4. Legal bases and purposes

The access data above is processed on the basis of Art. 6 (1) (f) GDPR (legitimate interests). The legitimate interest lies in the reliable, secure and abuse-free operation of the website and in short-term error and capacity analysis. Should future features process data for the performance of a contract (e.g. contact forms), the legal basis is Art. 6 (1) (b) GDPR.

5. Retention

Platform-side access logs (Azure Static Web Apps, Azure Functions) are retained for up to 7 days. Azure Application Insights stores anonymised telemetry (path, response time, HTTP code, User-Agent category) for up to 30 days; the IP address is used only for coarse geolocation (country/region) and is masked to 0.0.0.0 immediately (DisableIpMasking remains off).

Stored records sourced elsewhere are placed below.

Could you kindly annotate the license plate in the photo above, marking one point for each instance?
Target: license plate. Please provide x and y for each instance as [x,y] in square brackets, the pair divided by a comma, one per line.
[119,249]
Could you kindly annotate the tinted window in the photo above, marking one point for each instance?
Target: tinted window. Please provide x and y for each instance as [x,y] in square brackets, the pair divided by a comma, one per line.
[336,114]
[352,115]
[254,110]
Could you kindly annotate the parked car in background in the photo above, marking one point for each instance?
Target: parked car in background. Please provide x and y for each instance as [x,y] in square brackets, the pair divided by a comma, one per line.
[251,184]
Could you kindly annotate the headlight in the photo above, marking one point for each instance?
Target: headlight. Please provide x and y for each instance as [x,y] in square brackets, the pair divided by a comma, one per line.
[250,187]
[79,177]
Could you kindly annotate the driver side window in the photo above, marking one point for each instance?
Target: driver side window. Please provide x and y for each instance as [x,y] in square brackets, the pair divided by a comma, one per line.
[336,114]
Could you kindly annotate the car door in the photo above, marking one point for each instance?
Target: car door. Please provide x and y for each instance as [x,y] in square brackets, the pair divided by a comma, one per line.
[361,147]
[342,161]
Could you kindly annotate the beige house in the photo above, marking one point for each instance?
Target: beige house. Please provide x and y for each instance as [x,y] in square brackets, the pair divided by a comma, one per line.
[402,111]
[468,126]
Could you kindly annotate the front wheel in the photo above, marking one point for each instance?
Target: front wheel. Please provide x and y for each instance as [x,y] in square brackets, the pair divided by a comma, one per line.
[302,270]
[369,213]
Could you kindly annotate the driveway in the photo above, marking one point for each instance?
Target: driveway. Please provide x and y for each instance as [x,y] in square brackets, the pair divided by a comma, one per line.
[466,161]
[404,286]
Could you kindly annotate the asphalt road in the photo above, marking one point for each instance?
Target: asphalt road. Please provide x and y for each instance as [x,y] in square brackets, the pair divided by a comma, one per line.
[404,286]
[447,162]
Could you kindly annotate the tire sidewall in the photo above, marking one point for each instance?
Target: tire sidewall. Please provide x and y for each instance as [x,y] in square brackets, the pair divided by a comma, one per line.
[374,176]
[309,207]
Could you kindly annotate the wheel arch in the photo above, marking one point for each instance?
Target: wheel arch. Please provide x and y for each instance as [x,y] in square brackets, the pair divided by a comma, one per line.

The operator cannot re-identify individuals from this telemetry.

6. Processors

The following processor under Art. 28 GDPR is used to operate the site: Microsoft Ireland Operations Ltd., One Microsoft Place, South County Business Park, Leopardstown, Dublin 18, D18 P521, Ireland (hosting: Azure Static Web Apps + Azure Functions + Azure Table Storage + Application Insights; region ‘West Europe’, data centre: Netherlands).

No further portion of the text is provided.